E con l’argentino come la mettiamo? Non certo gli infortuni, barbarità desiderate da trogloditi senza dèi, ma una qualche punizione l’avrà? L’Argentina mi ha risposto. Qualche settimana fa, vedendo la Coppa America nei bar, sentivo gli insulti rivolti al Pipita: «Gordo!» (grasso),«Pecho frío!» (senza passione), «Sin huevos!» (senza attributi). «Que se vuelva a Napoli», diceva un amico argentino durante gli ottavi. E io, miserabile, lo difendevo: “Vi rendete conto che state parlando dell’attaccante più forte del mondo?”. Non bastava?
Gonzalo Higuaín è figlio di Jorge, ex giocatore del Boca Juniors, passato, dopo una parentesi in Francia, agli odiati rivali del River Plate, dove fu anche capitano. Considerato dai tifosi del Boca un traditore, segnò un gol in un clasico ed esultò.
Gli dèi si infuriarono: il River dovette affrontare anni di sconfitte con il Boca, anche decisive ai fini del titolo. Non solo: la colpa del padre è ricaduta sul figlio, come nell’antica Grecia. Basta vedere i meme che circolano su internet: dopo i tre gravi errori sotto porta, un anno dopo l’altro, in tre finali di coppa, Higuaín in patria è considerato un mezzo cieco, uno che ci vede doppio e non centra mai il bersaglio, uno che sbaglia in generale.

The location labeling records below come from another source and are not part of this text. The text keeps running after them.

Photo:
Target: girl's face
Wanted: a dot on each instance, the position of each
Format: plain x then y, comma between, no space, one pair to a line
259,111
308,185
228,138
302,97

“Eameo”, pagina satirica con 870mila iscritti (più del nostro Spinoza), immagina il passaggio alla Juve così
e così
Tra i commenti le dichiarazioni del Pipita: «Sono contento di essere in una squadra importante come il Torino», «Al Giuseppe Meazza mi sentirò a casa, nel club più importante d’Inghilterra». Per noi un cecchino, per gli argentini una specie di babbeo, un brocco.
Già è castigato Higuaín:
Disprezzato dai tifosi argentini e italiani. Non salirà sull’Olimpo del calcio, facesse anche quaranta gol a campionato. A meno che il cielo non gli consegni qualche gol in finale o una coppa importante. Ma gli dèi sono vulnerabili, e sanno che gli uomini sono pronti a destituirli e a cambiare religione. Nella sacra scrittura – “Fútbol”, di Osvaldo Soriano – c’è un intervista al dio uruguayo, Obdulio Varela. Finisce così, e risponde ai miei quesiti: “Non vale la pena mettere la vita in una causa che è sporca, inquinata. Chi ne è capace, lo faccia. Un giorno dovrà darne conto; allora sapremo chi è chi e se valeva la pena sporcarsi”.